# Part-of-speech (POS) tagging

Process in natural language processing (NLP) that involves labeling each word in a text corpus with its corresponding part of speech, such as noun, verb, adjective, etc. The NLTK (Natural Language Toolkit) is a popular Python library for NLP tasks, including POS tagging.

NLTK provides several methods for POS tagging, including the default tagger, regular expression tagger, unigram tagger, and bigram tagger, among others.
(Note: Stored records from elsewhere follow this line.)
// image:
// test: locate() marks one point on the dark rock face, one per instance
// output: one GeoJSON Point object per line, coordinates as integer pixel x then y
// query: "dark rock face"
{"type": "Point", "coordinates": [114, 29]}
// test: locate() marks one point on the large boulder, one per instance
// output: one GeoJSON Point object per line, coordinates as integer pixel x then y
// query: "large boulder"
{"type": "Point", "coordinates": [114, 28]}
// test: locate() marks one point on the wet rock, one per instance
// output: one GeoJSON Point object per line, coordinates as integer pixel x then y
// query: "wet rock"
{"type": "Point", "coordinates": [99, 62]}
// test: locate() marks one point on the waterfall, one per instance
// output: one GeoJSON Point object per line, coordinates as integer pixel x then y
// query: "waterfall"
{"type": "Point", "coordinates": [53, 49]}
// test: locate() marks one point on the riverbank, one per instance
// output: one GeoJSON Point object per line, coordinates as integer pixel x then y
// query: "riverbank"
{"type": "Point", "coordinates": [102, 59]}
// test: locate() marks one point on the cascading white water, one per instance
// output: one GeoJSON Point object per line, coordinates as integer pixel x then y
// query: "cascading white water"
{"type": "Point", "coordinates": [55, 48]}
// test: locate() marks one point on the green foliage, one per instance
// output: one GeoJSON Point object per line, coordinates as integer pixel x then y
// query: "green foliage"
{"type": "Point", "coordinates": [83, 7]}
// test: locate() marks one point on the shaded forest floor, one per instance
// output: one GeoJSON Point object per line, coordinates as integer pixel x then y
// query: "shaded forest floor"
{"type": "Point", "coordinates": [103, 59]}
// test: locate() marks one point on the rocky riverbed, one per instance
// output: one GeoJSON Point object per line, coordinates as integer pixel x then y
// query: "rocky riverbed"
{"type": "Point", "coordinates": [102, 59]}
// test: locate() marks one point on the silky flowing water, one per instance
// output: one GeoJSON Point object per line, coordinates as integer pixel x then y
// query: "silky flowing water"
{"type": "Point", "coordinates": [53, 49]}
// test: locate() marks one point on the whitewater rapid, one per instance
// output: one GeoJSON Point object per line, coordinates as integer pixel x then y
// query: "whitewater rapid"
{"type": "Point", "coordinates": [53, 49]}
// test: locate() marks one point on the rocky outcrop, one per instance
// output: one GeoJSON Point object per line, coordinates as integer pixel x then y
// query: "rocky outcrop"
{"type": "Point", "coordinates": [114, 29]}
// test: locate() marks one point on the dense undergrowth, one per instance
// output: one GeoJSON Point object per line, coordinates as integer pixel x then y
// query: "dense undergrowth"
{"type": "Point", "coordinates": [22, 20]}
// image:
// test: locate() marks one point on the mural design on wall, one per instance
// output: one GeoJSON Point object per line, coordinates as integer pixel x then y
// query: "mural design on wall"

These taggers use various techniques, such as rule-based approaches, statistical models, and machine learning algorithms, to assign the appropriate POS tags to words in a text corpus.

The accuracy of POS tagging depends on the quality of the training data and the effectiveness of the tagging algorithm used. POS tagging is a crucial step in many NLP applications, such as text classification, sentiment analysis, and information extraction, as it helps to identify the syntactic structure and meaning of a sentence.

In [1]:
import nltk
nltk.download('punkt')
nltk.download('stopwords')
nltk.download('wordnet')
nltk.download('vader_lexicon')
nltk.download('sentiwordnet')

from nltk.corpus import stopwords
from nltk.tokenize import word_tokenize, sent_tokenize
from nltk.stem import PorterStemmer
from nltk.corpus import sentiwordnet as swn
from nltk.tag import pos_tag

from nltk.sentiment.vader import SentimentIntensityAnalyzer

import stanza
stanza.download('en')  # Download the English model

import statistics
import numpy as np
import pandas as pd

import re

import requests
from bs4 import BeautifulSoup

import newspaper

[nltk_data] Downloading package punkt to /home/pierluigi/nltk_data...
[nltk_data]   Package punkt is already up-to-date!
[nltk_data] Downloading package stopwords to
[nltk_data]     /home/pierluigi/nltk_data...
[nltk_data]   Package stopwords is already up-to-date!
[nltk_data] Downloading package wordnet to
[nltk_data]     /home/pierluigi/nltk_data...
[nltk_data]   Package wordnet is already up-to-date!
[nltk_data] Downloading package vader_lexicon to
[nltk_data]     /home/pierluigi/nltk_data...
[nltk_data]   Package vader_lexicon is already up-to-date!
[nltk_data] Downloading package sentiwordnet to
[nltk_data]     /home/pierluigi/nltk_data...
[nltk_data]   Package sentiwordnet is already up-to-date!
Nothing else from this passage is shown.